The Cost of Worry

The Cost of Worry

Both bonds and stocks posted gains in May. A slight decline in interest rates combined with another month’s worth of income payments caused the overall U.S. bond market to rise by 1.7%. Major categories of stocks rose 3-5% for the month as well-known benchmarks, including the MSCI All Country World Index, continue to pursue all-time highs. Despite reasonably good returns from diversified portfolios so far this year, however, it is striking that so many Americans believe that the stock market is down from last year. The list of misbeliefs weighing on the American psyche, unfortunately, does not end there.

A recent Harris poll found, for example, that about half of Americans believe the economy is shrinking. This could not be further from the truth. In the first quarter of 2024, the gross domestic product (GDP) grew at a 1.6% annualized rate. That is lower than the prior readings of 3.4% and 4.9%, but that does not make the recent run of GDP growth any less extraordinary. Inflation-adjusted GDP is ten percent larger today than at the end of 2020. Not only are we not in a recession, but the economy continues to expand. According to that same Harris poll, about 70% of Americans believe that inflation continues to rapidly increase. Inflation peaked in June of 2022 at 9.1%, but it has come down significantly since then. The last reading showed inflation hovering around 3.4%. That is still too high for the Federal Reserve’s liking, but much lower than even two years ago.

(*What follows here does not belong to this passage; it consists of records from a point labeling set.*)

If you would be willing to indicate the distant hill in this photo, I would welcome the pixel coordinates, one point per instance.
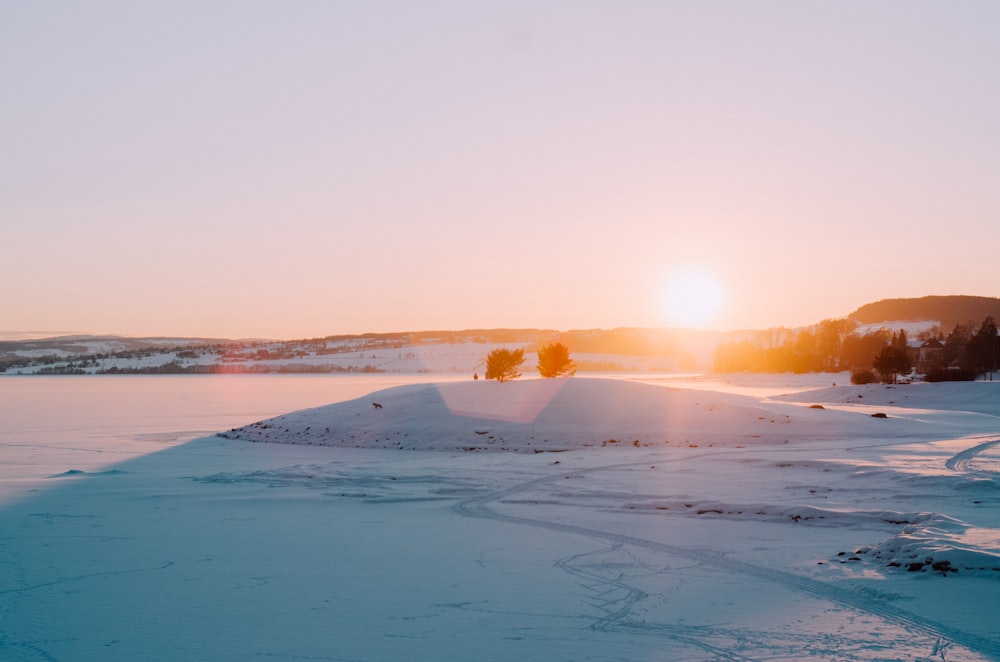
(947, 310)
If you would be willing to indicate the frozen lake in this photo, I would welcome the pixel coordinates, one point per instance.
(127, 532)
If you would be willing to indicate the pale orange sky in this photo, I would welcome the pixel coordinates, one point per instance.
(286, 170)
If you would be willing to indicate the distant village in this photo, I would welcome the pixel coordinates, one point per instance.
(945, 343)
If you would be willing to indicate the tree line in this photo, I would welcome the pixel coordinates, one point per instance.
(967, 352)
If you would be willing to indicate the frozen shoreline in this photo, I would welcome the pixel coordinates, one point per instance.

While inflation is significantly down, it is still high enough that many Americans are experiencing strain. But if Americans feel a strain from inflation, wouldn’t they also celebrate the availability of jobs? Unfortunately, about half of Americans believe that the unemployment rate is at a 50-year high at a time when the U.S. labor market has become the envy of the world. In truth, the unemployment rate is very near a 50-year low and the economy continues to add jobs every month.

Economic data doesn’t just look good in the U.S. Economists have become more bullish on the rest of 2024, both here and abroad. Recent updates from both the International Monetary Fund and the Organization for Economic Co-operation and Development both predict global GDP will rise by an inflation-adjusted 3.2% this year with similar economic growth through 2025 as well. In another reflection of that economic optimism, a recent survey update from the World Economic Forum now shows that only 17% of respondents expect a weaker global economy this year, a big improvement from the previous month where some weakening was predicted by over half of the survey participants.

All told, there seems to be a disconnect between the state of the economy and how people feel about it. Some have even called the phenomenon a “vibecession”, a paradox between hard data and sentiment. Given the significant amount of new positive data, we are hopeful the mood will begin to improve.